I'm a bit stuck on how to solve this:
$$(x-1)y'' + y' = 0 $$
so assuming y is a solution in this form:
$$\sum_{n=0}^\infty C_nx^n$$
$$\sum_{n=1}^\infty nC_nx^{n-1}$$
$$\sum_{n=2}^\infty n(n-1)C_nx^{n-2}$$
subbing in and distributing:
$$\sum_{n=2}^\infty n(n-1)C_nx^{n-1} – \sum_{n=2}^\infty n(n-1)C_nx^{n-2} + \sum_{n=1}^\infty nC_nx^{n-1}$$
$$\sum_{n=2}^\infty n(n-1)C_nx^{n-1} – \sum_{n=1}^\infty (n+1)(n)C_{n+1}x^{n-1} \sum_{n=1}^\infty nC_nx^{n-1}$$
start at n=2
$$\sum_{n=2}^\infty n(n-1)C_nx^{n-1} – \sum_{n=2}^\infty (n+1)(n)C_{n+1}x^{n-1} + \sum_{n=2}^\infty nC_nx^{n-1} – 2C_2 + C_1$$
so $-2C_2 + C_1 = 0$
and $$(n(n-1)C_n – (n+1)(n)C_{n + 1} + nC_n = 0$$
and $$(n^2C_n – (n+1)(n)C_{n + 1} = 0$$
and $c_{n+1} = \frac{nC_n}{n+1}$ for $n \ge 2$
so writing out the first few terms:
$c_0 = c_0$ and $c_1 = c_1$ and $c_2 = \frac{c_1}{2}$ and $c_3 = \frac{2c_2}{3}$ and $c_4 = \frac{3c_3}{4} = \frac{3 \cdot 2 \cdot c_1}{4!}$ and so $$c_n = \frac{c_1}{n}$$
so can I write that $$y = c_0 + c_1 + \sum_{n=2}^\infty \frac{x^n}{n}$$
Best Answer
You initially wrote that,
$$ y = \sum_{n=0}^\infty c_n x^n,$$
and then you determined that for $n \geq 1$ we have $c_n = c_1/n$.
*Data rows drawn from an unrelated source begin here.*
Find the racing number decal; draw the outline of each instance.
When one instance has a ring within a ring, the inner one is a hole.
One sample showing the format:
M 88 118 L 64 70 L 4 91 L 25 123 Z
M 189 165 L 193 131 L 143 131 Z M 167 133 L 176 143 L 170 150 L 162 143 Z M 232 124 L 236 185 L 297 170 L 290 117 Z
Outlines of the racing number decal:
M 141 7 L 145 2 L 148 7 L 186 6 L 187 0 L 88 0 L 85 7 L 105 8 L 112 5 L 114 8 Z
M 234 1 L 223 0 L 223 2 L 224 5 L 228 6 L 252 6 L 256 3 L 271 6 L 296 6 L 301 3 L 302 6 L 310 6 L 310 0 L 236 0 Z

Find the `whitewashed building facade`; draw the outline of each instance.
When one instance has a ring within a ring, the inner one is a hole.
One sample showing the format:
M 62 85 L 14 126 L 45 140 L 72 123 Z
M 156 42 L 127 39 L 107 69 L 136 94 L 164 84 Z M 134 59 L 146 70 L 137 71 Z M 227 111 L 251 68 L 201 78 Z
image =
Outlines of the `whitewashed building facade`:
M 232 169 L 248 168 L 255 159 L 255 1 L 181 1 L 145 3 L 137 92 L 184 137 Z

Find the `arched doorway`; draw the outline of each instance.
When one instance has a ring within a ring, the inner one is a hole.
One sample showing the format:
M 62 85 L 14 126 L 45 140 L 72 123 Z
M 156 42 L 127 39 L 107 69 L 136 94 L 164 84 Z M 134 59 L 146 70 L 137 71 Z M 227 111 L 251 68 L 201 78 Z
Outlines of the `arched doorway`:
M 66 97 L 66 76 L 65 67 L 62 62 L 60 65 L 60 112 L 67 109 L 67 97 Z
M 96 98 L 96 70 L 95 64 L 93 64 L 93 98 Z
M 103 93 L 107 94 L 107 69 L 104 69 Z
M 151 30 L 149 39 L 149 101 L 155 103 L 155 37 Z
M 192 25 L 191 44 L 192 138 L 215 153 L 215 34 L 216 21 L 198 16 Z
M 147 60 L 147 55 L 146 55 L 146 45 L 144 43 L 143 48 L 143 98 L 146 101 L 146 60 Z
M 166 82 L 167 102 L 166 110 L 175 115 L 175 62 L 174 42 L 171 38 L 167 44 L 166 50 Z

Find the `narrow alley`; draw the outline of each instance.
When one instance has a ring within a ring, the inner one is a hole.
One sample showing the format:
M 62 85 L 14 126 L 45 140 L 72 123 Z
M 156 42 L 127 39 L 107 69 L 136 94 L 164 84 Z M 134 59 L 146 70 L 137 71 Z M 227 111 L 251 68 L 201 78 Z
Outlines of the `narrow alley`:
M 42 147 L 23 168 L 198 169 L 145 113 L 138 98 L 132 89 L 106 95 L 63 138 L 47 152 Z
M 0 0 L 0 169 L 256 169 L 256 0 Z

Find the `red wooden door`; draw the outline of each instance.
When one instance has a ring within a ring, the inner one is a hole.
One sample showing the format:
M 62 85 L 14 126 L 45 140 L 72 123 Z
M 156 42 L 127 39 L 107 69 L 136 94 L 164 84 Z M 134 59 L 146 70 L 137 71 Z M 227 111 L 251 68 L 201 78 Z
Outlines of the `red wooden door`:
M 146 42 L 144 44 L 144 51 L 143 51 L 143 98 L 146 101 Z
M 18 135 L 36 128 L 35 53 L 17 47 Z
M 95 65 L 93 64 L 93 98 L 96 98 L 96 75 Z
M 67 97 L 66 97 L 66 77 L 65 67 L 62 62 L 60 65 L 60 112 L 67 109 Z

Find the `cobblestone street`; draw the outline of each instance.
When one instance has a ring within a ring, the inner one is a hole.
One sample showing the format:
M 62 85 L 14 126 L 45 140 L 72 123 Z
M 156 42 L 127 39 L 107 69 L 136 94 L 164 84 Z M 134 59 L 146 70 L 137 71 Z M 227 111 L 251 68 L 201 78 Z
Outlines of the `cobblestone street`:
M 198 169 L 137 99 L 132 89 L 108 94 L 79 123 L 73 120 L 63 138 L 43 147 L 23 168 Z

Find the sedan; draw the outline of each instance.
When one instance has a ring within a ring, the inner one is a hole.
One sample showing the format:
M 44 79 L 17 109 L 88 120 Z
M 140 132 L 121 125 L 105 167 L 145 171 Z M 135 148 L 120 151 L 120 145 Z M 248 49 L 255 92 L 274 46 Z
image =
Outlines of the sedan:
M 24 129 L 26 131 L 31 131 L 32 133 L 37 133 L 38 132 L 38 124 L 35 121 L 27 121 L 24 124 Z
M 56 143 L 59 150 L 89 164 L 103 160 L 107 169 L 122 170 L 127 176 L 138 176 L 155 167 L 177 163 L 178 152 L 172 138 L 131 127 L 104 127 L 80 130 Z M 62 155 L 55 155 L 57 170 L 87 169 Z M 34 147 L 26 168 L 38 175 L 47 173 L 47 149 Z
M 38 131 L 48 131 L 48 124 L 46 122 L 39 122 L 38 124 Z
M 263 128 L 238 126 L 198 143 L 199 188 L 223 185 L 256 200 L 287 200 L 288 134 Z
$$ y = c_0 + \sum_{n=1}^\infty c_n x^n,$$
$$ y = c_0 + \sum_{n=1}^\infty \frac{c_1}{n} x^n,$$
$$ y = c_0 + c_1 \sum_{n=1}^\infty \frac{x^n}{n},$$
which is consistent with the answer given by @peter in the comments.